Get Creative with Your Bone Broth

I don't just add turkey bones.  I've added whatever bones have been available that have large enough bones that they can be fished out of the broth when it's finished.

  • Garlic
  • Dandelion greens
  • “Italian” herbs (sage, rosemary*, thyme, oregano, basil, fennel seed)
  • Mushrooms (shiitake, crimini, brown)

*If your dog is prone to epileptic seizures, do not add rosemary.

Whether you feed raw, home cooked, or kibble, bone broth should be part of the menu and not just for the benefits; your dog will love this yummy treat.

How Long Does Bone Broth Last in the Freezer?

In my experience, bone broth will stay good for 3-4 days in the fridge and up to a year in the freezer. Depending on the time of the year and how much bone broth I have on hand, I make bone broth at least once a month. I can usually mix up 6-8 jars in a day.

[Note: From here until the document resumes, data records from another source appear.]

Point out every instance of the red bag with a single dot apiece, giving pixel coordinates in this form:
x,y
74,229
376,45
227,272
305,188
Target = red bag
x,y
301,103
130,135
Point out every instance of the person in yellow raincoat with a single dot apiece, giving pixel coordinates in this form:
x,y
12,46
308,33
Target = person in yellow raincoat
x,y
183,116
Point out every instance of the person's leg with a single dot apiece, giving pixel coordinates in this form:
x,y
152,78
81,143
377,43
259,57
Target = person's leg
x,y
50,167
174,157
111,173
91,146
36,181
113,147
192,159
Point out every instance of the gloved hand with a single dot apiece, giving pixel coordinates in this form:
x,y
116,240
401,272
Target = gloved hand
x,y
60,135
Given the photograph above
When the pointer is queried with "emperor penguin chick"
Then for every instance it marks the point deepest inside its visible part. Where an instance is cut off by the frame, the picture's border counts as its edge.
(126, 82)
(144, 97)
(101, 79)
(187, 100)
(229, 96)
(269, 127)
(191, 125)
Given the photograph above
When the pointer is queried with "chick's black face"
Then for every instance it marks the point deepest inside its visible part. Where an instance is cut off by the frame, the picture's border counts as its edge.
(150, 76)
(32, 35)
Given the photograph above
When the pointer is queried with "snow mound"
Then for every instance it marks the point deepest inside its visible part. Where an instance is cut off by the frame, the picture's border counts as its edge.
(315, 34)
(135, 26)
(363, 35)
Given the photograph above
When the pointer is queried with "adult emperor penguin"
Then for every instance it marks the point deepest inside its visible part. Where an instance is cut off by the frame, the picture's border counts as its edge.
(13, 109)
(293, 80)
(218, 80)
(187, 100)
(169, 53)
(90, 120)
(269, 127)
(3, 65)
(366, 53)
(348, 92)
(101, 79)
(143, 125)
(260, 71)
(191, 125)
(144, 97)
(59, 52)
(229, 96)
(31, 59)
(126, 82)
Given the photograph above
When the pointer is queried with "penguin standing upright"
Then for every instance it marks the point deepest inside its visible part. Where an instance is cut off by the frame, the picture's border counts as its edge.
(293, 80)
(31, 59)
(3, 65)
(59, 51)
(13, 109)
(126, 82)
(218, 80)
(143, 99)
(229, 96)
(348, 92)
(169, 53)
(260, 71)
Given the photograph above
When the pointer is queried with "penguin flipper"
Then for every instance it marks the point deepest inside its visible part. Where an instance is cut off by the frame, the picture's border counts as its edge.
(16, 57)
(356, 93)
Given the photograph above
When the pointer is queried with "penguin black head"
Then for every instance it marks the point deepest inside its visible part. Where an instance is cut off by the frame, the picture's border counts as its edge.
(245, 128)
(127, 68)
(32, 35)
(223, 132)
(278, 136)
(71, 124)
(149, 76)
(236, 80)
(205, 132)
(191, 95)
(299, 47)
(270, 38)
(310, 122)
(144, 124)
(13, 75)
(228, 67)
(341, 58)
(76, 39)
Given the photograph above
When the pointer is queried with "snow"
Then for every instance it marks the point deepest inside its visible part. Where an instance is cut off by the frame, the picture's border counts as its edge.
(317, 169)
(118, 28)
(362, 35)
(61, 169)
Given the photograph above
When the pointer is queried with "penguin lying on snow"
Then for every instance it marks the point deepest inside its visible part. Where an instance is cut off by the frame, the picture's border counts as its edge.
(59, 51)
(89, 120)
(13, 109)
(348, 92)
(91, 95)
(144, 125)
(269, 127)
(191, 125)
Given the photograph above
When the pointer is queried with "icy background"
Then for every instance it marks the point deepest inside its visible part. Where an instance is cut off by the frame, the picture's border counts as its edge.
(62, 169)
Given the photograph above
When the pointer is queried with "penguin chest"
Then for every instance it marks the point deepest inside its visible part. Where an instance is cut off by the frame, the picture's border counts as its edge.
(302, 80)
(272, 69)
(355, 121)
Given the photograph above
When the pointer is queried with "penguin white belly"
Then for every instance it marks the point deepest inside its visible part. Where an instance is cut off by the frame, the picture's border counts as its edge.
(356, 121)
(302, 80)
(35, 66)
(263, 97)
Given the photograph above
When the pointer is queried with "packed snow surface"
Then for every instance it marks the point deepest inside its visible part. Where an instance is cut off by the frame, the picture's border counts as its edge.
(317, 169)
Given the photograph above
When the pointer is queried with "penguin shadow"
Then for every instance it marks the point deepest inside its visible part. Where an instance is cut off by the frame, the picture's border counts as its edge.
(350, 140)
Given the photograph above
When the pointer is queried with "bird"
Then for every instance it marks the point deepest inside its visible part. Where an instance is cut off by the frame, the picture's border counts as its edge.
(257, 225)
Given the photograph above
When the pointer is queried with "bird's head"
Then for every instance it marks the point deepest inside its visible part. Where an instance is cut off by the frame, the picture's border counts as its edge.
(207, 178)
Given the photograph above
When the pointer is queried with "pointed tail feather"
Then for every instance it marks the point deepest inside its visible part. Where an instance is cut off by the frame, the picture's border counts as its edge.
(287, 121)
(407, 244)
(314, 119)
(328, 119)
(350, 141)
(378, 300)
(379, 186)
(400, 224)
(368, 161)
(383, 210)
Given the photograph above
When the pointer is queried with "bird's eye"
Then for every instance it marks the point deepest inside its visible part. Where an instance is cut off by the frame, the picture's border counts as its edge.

How Much Bone Broth I Give to My Dogs

There are several ways I serve bone broth to my dogs:

  • poured over their food (chilled, room temperature, or warmed)
  • as a frozen treat
  • as a full meal

Bone Broth Over Raw Dog Food

I pour about 1/4 (or less) of bone broth over my dogs' raw meals. Instead of heating it up in the microwave, I set it on the counter an hour before meal time to allow it to reach room temperature.

Bone Broth as a Frozen Treat for Dogs

I invested in those cutesy ice cube trays with paw prints and bones; however, you can do this in regular ones too. The dogs don't care.

I pour the cool bone broth into ice cube trays and freeze. I've also used the small Rubbermaid containers and the dogs lick them clean on hot days. Because the container is plastic, don't allow your dog to chew on it – they'll be tempted because the bone broth is SO GOOD.

I don't have a set serving amount of frozen bone broth; instead, I give a frozen treat to my dogs on hot days.  If they're licking the bone broth out of a Rubbermaid container, then they'll get one each weekend.  If it's just an ice cube, then I can add one to their meal a few times a week.  It just depends on what I have on hand.

Serving Bone Broth to Dogs as a Meal

When one of my dogs isn't feeling too hot, I'll give them bone broth as a meal. I mostly give it to my dogs when they have an upset tummy. It's super easy on the system and makes sure that the dogs are getting nutrients.

Many raw feeders believe in fasting their dogs. I'm too much of a sucker for those “I'm starving to death” puppy eyes they give to me. Serving dogs a meal of bone broth offers a gentler fast.

I typically give my dogs 1-1/2 to 2 cups of bone broth when I serve it as a meal. Rodrigo and Scout get closer to 2 cups; Sydney and Zoey get closer to 1-1/2 cups of bone broth.